Israel to stop work of Spanish consulate for Palestinians

Israeli Foreign Minister Israel Katz said Friday he had decided to "sever the connection" between Spain's diplomatic mission and Palestinians in the occupied West Bank over Madrid's recognition of a Palestinian state.

Israel to stop work of Spanish consulate for Palestinians

“I have decided to sever the connection between Spain’s representation in Israel and the Palestinians, and to prohibit the Spanish consulate in Jerusalem from providing services to Palestinians from the West Bank,” Katz said in a post on X.

It was not immediately clear how Israel would carry out the threat.

Asked by AFP about the practicalities and consequences of Katz’s announcement, the foreign ministry did not immediately comment.

Katz said his decision was made “in response to Spain’s recognition of a Palestinian state and the anti-Semitic call by Spain’s deputy prime minister to… ‘liberate Palestine from the river to the sea'”.

Spain, Ireland and Norway announced Wednesday their decision to recognise the State of Palestine later this month, drawing rebuke from Israel.

READ MORE: Why is Spain so pro-Palestine?

The Israeli government denounced the largely symbolic move as a “reward for terror” as the war in the Gaza Strip, sparked by Hamas’s unprecedented October 7th attack, nears an eighth month.

The foreign ministry on Thursday warned that Israel’s ties with Ireland, Norway and Spain would face “serious consequences”.

Katz in his Friday announcement criticised remarks on X by the Spanish government’s number three Yolanda Díaz, a far-left party leader and labour minister.

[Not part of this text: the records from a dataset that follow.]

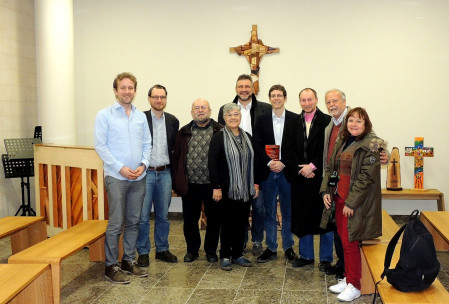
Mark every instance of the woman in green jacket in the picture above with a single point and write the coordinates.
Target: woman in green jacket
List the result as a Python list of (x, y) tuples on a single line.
[(352, 183)]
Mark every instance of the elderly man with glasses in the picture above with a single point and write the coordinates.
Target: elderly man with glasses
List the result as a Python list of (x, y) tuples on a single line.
[(163, 128)]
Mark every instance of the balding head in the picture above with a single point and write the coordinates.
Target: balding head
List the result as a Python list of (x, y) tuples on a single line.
[(201, 112)]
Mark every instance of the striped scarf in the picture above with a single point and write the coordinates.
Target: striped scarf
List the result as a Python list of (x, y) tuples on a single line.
[(240, 159)]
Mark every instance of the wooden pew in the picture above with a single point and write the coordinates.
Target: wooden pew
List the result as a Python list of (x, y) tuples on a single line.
[(389, 228), (25, 283), (437, 222), (373, 257), (24, 231), (53, 250)]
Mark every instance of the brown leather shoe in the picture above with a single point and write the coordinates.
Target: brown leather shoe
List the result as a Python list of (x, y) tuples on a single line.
[(166, 256), (131, 267), (143, 260), (115, 275)]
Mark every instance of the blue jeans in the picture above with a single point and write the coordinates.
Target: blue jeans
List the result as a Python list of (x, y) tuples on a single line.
[(306, 250), (125, 202), (258, 218), (158, 186), (277, 184)]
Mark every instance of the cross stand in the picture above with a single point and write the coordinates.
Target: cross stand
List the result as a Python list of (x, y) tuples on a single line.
[(19, 162)]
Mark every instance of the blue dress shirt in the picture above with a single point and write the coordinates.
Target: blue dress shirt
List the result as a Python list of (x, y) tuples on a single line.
[(121, 140)]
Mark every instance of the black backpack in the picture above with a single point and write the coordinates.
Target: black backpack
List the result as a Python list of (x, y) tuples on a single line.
[(418, 265)]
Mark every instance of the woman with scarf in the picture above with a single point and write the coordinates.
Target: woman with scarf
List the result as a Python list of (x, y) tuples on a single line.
[(231, 172), (351, 187)]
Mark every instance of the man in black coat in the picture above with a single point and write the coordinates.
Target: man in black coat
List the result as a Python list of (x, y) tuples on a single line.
[(163, 128), (268, 134), (303, 155), (251, 110)]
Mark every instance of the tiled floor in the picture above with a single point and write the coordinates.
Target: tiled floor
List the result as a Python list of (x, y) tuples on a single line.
[(200, 281)]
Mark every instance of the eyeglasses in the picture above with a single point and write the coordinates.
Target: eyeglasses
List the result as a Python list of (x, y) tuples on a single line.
[(229, 115), (159, 97), (200, 107)]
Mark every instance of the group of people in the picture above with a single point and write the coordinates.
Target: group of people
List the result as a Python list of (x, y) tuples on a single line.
[(323, 170)]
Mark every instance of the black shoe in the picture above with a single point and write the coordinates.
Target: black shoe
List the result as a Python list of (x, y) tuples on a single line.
[(190, 257), (143, 260), (324, 265), (266, 256), (290, 255), (131, 267), (166, 256), (115, 275), (302, 262), (211, 257)]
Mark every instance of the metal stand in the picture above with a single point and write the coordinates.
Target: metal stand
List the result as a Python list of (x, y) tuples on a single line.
[(19, 162)]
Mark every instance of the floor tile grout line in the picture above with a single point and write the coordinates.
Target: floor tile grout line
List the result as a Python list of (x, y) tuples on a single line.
[(157, 281), (198, 283), (240, 285)]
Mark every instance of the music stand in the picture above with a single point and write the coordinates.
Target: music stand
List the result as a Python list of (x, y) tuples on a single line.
[(19, 162)]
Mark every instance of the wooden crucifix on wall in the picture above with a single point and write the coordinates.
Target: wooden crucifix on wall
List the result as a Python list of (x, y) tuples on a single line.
[(419, 152), (253, 51)]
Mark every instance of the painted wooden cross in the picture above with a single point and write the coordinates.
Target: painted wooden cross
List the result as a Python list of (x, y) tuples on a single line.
[(419, 152), (253, 51)]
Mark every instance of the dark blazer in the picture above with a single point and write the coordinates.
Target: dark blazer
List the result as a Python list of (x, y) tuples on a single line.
[(257, 108), (307, 204), (263, 134), (171, 126)]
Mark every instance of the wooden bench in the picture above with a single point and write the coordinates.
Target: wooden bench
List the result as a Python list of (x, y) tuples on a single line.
[(53, 250), (437, 222), (373, 257), (389, 228), (29, 284), (24, 231)]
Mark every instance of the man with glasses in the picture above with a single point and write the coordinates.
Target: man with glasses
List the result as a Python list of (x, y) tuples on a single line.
[(269, 131), (163, 128), (191, 181), (250, 109), (303, 155)]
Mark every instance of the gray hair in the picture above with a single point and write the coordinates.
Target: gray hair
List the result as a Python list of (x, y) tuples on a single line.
[(343, 96), (230, 107)]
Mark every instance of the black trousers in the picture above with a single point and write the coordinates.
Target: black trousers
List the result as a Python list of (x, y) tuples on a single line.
[(191, 210), (234, 222)]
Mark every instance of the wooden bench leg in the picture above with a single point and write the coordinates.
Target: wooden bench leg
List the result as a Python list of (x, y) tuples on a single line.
[(97, 253), (367, 281), (38, 291), (29, 236), (96, 250), (56, 281)]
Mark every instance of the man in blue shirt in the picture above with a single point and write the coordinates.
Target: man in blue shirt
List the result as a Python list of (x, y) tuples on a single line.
[(123, 142), (163, 128)]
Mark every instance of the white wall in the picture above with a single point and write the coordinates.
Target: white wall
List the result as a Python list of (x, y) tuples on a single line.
[(18, 101), (391, 57)]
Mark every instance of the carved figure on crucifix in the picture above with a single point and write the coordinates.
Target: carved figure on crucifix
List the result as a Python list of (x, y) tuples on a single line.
[(253, 51), (419, 152), (394, 171)]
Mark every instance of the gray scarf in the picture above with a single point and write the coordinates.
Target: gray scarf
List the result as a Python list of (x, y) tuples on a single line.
[(240, 159)]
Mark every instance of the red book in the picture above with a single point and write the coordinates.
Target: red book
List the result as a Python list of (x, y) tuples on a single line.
[(272, 151)]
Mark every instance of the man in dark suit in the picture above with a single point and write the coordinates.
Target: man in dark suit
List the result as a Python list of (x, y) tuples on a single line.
[(303, 155), (163, 128), (269, 131), (250, 109)]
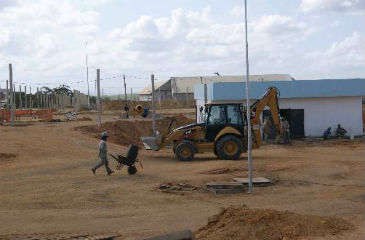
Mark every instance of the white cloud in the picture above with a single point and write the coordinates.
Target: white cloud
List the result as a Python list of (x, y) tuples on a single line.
[(238, 12), (344, 58), (46, 40), (349, 6), (45, 35)]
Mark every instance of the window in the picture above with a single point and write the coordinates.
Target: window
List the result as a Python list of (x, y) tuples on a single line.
[(234, 115), (217, 115)]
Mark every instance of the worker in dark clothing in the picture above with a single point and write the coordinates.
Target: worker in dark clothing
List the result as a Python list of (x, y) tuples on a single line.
[(340, 132), (103, 159), (327, 133)]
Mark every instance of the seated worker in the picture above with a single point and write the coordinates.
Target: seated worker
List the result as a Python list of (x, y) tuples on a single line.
[(340, 132), (327, 133)]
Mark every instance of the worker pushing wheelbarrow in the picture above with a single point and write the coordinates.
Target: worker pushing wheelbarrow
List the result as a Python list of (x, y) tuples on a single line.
[(130, 160)]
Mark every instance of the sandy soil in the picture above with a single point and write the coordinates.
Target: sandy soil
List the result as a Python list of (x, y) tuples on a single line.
[(48, 186)]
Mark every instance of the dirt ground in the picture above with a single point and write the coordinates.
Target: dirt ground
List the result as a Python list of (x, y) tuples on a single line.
[(46, 185)]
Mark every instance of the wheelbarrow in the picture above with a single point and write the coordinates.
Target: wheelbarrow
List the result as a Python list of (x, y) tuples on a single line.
[(130, 160)]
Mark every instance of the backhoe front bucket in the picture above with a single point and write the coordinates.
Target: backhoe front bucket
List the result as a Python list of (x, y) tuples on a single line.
[(153, 142)]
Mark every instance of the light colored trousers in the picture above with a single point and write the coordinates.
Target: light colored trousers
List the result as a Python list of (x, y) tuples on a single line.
[(101, 162)]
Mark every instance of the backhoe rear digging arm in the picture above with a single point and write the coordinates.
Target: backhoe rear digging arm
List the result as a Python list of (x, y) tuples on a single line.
[(269, 99)]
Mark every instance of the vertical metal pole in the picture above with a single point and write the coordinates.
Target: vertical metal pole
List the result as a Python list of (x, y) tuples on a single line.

Welcoming the announcement of the formal recognition of a Palestinian state, Díaz had said: “We cannot stop here. Palestine will be free, from the river to the sea.”

The pro-Palestinian rallying cry refers to historic Palestine’s borders under the British mandate, which extended from the Jordan river to the Mediterranean Sea, before the creation of Israel in 1948.

Critics perceive it as a call for the elimination of Israel, including its ambassador to Spain who condemned the minister’s remarks.

The phrase “from the river to the sea” is sometimes also used as a Zionist slogan for a Greater Israel that would span over the same territory.